As a political historian, Gervinus was the antipode of Ranke. Following the principles of F. C. Schlosser, he slighted all documentary history. He had such a deep distrust of all state papers and diplomatic documents that he considered them as most untrustworthy sources for any historical record. He confined himself, therefore, chiefly to taking into account the political events and their results just as they lay on the surface; and, not consulting the state archives for the secret springs which set them in motion, he based his historical narratives almost entirely on his subjective judgment. Many brilliant passages will be found in his general History of the 19th Century, such as the accounts of the South American and Greek revolutions, and of the July revolution in 1830; and his Historische Schriften also contain a number of valuable treatises and essays, which may be said to have paved the way to a new era in the art of writing history.
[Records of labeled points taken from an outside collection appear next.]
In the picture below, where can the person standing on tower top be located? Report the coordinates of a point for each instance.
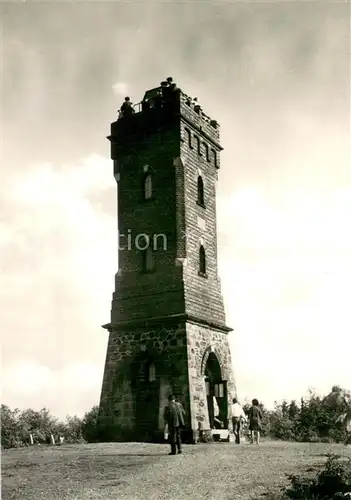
(126, 108)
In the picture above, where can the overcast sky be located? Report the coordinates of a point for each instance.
(277, 79)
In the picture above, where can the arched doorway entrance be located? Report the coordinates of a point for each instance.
(147, 399)
(216, 391)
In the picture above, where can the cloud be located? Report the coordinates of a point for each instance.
(120, 88)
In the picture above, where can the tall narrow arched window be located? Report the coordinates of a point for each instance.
(188, 136)
(214, 155)
(147, 186)
(152, 372)
(200, 191)
(202, 260)
(198, 145)
(147, 260)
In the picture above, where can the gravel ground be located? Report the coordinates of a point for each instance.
(136, 471)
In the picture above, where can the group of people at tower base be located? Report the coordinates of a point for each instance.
(174, 418)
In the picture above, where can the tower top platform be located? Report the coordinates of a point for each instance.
(162, 107)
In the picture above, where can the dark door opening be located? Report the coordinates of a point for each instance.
(216, 390)
(147, 402)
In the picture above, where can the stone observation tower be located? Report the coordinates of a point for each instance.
(167, 332)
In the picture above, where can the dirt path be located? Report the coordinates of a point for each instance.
(139, 472)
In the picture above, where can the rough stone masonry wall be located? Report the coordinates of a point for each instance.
(200, 341)
(202, 294)
(167, 346)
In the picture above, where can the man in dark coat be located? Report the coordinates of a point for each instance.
(174, 418)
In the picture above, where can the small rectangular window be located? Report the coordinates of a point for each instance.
(198, 144)
(188, 136)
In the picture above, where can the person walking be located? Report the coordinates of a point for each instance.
(174, 419)
(255, 418)
(238, 415)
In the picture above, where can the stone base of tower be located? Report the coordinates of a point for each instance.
(146, 363)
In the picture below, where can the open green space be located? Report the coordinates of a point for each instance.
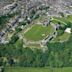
(22, 69)
(61, 20)
(38, 32)
(63, 37)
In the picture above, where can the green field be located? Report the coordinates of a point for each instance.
(21, 69)
(63, 37)
(38, 32)
(61, 20)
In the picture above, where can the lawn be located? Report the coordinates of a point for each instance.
(38, 32)
(63, 37)
(61, 20)
(22, 69)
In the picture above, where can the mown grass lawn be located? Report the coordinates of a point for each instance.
(47, 69)
(63, 37)
(38, 32)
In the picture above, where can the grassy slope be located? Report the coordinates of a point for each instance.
(35, 33)
(21, 69)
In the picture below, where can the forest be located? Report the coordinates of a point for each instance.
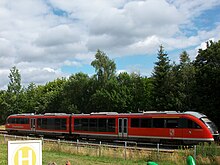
(188, 85)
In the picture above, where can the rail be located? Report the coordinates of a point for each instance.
(125, 150)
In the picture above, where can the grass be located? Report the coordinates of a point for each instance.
(88, 155)
(2, 127)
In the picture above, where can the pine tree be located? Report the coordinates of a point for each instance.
(161, 85)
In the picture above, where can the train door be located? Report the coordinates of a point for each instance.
(33, 124)
(122, 127)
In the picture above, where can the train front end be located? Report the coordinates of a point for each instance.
(212, 127)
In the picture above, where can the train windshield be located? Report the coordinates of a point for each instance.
(212, 127)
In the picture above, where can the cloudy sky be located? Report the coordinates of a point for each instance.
(47, 39)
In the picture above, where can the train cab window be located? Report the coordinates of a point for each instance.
(158, 123)
(187, 123)
(171, 123)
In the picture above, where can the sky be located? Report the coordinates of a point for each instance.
(49, 39)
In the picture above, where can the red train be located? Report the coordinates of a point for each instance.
(151, 126)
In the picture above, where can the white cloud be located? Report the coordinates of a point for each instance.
(39, 37)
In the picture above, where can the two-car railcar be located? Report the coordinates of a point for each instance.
(165, 126)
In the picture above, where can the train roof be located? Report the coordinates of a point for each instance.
(193, 113)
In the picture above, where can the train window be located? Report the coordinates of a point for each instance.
(102, 125)
(145, 123)
(85, 124)
(171, 123)
(158, 123)
(63, 124)
(77, 124)
(93, 125)
(111, 125)
(187, 123)
(135, 122)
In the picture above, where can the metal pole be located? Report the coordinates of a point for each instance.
(77, 142)
(195, 152)
(125, 150)
(100, 143)
(158, 150)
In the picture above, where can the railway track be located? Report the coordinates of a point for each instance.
(3, 131)
(115, 144)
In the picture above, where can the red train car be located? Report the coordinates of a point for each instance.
(166, 126)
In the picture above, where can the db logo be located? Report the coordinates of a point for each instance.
(24, 155)
(25, 152)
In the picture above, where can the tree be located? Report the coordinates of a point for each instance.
(76, 93)
(14, 85)
(14, 96)
(161, 85)
(207, 65)
(104, 67)
(183, 79)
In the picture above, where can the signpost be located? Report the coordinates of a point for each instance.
(27, 152)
Gervinus entertained a kindly feeling towards England, which he called the land of political mastery; and though he was rather a cosmopolitan, he nevertheless remained a German patriot to the core. Ranke's opinion was "that he will never be forgotten."

==Bibliography==
Gervinus's autobiography (G. G. Gervinus Leben, von ihm selbst) was published by his widow in 1893. It does not, however, go beyond the year 1836. See E. Lehmann, Gervinus, Versuch einer Charakteristik (1871); R. Gosche, Gervinus (1871); J. Dörfel, Gervinus als historischer Denker (1904).